Department of Rheumatology, Radboud University Nijmegen Medical Centre, the Netherlands.
Scand J Rheumatol. 2009;38(4):282-90. doi: 10.1080/03009740802572467.
It has been suggested that the T-cell attracting and profibrotic chemokine CCL18 might play a role in the pathogenesis of systemic sclerosis (SSc). However, it is unclear what underlies the higher CCL18 levels in SSc. The aim of our study was to determine whether Toll-like receptor (TLR)-mediated stimulation of monocytes and dendritic cells (DCs) contributes to the higher levels of CCL18 in SSc.
CCL18 levels were measured in 40 patients with SSc, primary Raynaud's phenomenon (RP) and healthy controls. The presence of TLR4 agonists in the circulation of SSc patients was investigated using TLR4 transgenic Chinese hamster ovary (CHO) cells. CCL18 and interleukin (IL)-10 secretion by monocytes/macrophages and monocyte-derived DCs (moDCs) was measured in the supernatant.
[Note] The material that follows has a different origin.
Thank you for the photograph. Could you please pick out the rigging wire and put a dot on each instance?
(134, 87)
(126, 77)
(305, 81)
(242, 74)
The indirect effect of lipopolysaccharide (LPS)-stimulated moDCs on CCL18 secretion by monocytes/macrophages was investigated using a transwell system.
CCL18 levels were significantly elevated in SSc patients compared to patients with RP and healthy controls. SSc sera strongly induced CD25 expression on CHO cells genetically modified to express TLR4 but not on those expressing CD14 only. By contrast, serum from systemic lupus erythematosus (SLE) patients or healthy individuals did not have an effect. Neither monocytes/macrophages nor moDCs from SSc patients secreted higher levels of CCL18 compared to healthy controls. However, moDCs matured with the TLR4 ligand LPS from patients with SSc did secrete significantly higher amounts of IL-10 compared to those from healthy counterparts, which were IL-10 dependent.
Our results suggest that elevated CCL18 levels in SSc are not caused by an intrinsically enhanced CCL18 secretion by monocytes/macrophages but are, at least partly, orchestrated by an enhanced IL-10 secretion by TLR4-stimulated DCs. These observations suggest a role for TLR4 ligands and DCs in the pathogenesis of SSc, a topic that warrants further investigation.
趋化因子 CCL18 具有吸引 T 细胞和促进纤维化的作用,可能在系统性硬化症(SSc)的发病机制中发挥作用。然而,导致 SSc 患者 CCL18 水平升高的原因尚不清楚。本研究旨在确定 Toll 样受体(TLR)介导的单核细胞和树突状细胞(DC)刺激是否导致 SSc 患者 CCL18 水平升高。
检测了 40 例 SSc 患者、原发性雷诺现象(RP)患者和健康对照者的 CCL18 水平。采用 TLR4 转基因中国仓鼠卵巢(CHO)细胞检测 SSc 患者循环中 TLR4 激动剂的存在。测量单核细胞/巨噬细胞和单核细胞来源的 DC(moDC)上清液中 CCL18 和白细胞介素(IL)-10 的分泌。通过 Transwell 系统研究 LPS 刺激的 moDC 对单核细胞/巨噬细胞分泌 CCL18 的间接影响。
与 RP 患者和健康对照组相比,SSc 患者的 CCL18 水平显著升高。与仅表达 CD14 的 CHO 细胞相比,经基因修饰表达 TLR4 的 CHO 细胞强烈诱导 SSc 血清中 CD25 的表达,但来自系统性红斑狼疮(SLE)患者或健康个体的血清则无此作用。与健康对照组相比,SSc 患者的单核细胞/巨噬细胞或 moDC 并未分泌更高水平的 CCL18。然而,与健康对照组相比,来自 SSc 患者的经 TLR4 配体 LPS 成熟的 moDC 确实分泌了显著更高水平的 IL-10,这是 IL-10 依赖性的。
我们的结果表明,SSc 患者 CCL18 水平升高不是由单核细胞/巨噬细胞固有地增强 CCL18 分泌引起的,而是至少部分由 TLR4 刺激的 DC 增强的 IL-10 分泌所协调。这些观察结果表明 TLR4 配体和 DC 在 SSc 的发病机制中起作用,这是一个值得进一步研究的课题。